Story #12706
closed[SDK] R SDK support for Collections
100%
Description
As a first step, the R SDK should allow me to allow to find collections and files in Keep using filtering on metadata, load the files into R, process them and then write the results back to a collection.
For this, we will provide a high level API. The low-level Arvados API access can be provided either by googleAuthR (as described in #11876) or by hand. If not using googleAuthR, the low-level API should not be accessible by the user, so that we can replace it with an auto-generated API later.
High level requirements:
- User can get a specific collection by UUID or portable_data_hash (PDH).
- User can get a list of collections, with standard Arvados filters.
- User can create a new, empty collection in a specific project (project is owner_uuid)

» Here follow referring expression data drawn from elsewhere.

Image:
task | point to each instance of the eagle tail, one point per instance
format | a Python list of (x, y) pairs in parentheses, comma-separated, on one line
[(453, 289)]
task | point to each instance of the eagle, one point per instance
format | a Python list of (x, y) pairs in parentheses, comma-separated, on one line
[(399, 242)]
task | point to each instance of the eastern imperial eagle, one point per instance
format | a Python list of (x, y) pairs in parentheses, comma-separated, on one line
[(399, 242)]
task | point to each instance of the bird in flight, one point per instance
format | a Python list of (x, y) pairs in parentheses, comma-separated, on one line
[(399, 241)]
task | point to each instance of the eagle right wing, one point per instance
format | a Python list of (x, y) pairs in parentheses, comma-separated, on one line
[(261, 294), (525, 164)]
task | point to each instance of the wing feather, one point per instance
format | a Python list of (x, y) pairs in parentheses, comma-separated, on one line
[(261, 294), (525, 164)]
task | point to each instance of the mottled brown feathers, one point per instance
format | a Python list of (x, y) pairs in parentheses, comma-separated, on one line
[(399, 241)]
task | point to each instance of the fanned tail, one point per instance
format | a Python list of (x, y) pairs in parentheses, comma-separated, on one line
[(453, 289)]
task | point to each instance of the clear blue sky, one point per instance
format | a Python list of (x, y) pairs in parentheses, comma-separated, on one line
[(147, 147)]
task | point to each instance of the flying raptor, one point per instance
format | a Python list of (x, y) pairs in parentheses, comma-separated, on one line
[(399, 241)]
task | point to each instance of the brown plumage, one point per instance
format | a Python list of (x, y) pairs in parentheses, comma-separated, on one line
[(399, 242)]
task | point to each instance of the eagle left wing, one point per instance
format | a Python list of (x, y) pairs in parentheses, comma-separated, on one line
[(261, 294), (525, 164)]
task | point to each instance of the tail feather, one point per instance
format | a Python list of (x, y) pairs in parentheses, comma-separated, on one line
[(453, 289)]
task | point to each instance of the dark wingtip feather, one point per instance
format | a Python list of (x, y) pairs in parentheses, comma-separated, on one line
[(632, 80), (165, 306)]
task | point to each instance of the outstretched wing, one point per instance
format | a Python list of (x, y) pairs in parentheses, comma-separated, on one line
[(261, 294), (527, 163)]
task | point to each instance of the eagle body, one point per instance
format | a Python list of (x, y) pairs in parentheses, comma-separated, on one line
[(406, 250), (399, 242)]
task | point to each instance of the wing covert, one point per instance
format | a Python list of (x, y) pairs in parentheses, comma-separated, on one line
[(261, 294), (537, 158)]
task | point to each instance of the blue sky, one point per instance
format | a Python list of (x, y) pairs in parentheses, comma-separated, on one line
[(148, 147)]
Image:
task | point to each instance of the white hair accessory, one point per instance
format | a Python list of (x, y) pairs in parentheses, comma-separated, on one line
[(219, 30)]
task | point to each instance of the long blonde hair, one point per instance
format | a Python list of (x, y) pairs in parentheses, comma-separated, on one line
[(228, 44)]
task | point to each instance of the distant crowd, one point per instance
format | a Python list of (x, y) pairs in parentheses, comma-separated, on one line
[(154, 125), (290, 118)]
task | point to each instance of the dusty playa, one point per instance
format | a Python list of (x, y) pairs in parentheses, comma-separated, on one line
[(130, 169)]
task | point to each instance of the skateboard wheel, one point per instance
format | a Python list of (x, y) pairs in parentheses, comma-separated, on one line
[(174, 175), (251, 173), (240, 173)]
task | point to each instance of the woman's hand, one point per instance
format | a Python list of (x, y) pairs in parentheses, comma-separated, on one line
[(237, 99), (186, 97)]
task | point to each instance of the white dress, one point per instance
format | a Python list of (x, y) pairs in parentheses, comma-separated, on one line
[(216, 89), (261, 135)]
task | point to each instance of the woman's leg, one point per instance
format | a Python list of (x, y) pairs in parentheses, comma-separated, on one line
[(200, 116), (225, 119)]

- Collection object supports these operations (using WebDAV unless otherwise noted)
- Update collection name (via Arvados API)
- Open a file or directory that already exists and get a File or Directory object
- Read the listing of a Directory
- Get size of a file
- Read the contents of a File. API should support reading a portion of the file at a certain offset and length
- Put some text or bytes to file (replaces entire file)
- Create a new File object under a certain path
- Delete a File under a certain path
- Move/rename a file or directory from one path to another within the same collection
If such a thing exists, implement R equivalent of "file-like objects" so that open Collection File objects can be used as input to R functions.
Writable WebDAV support is in progress and should be available soon. Start by working on Arvados API access and reading from WebDAV.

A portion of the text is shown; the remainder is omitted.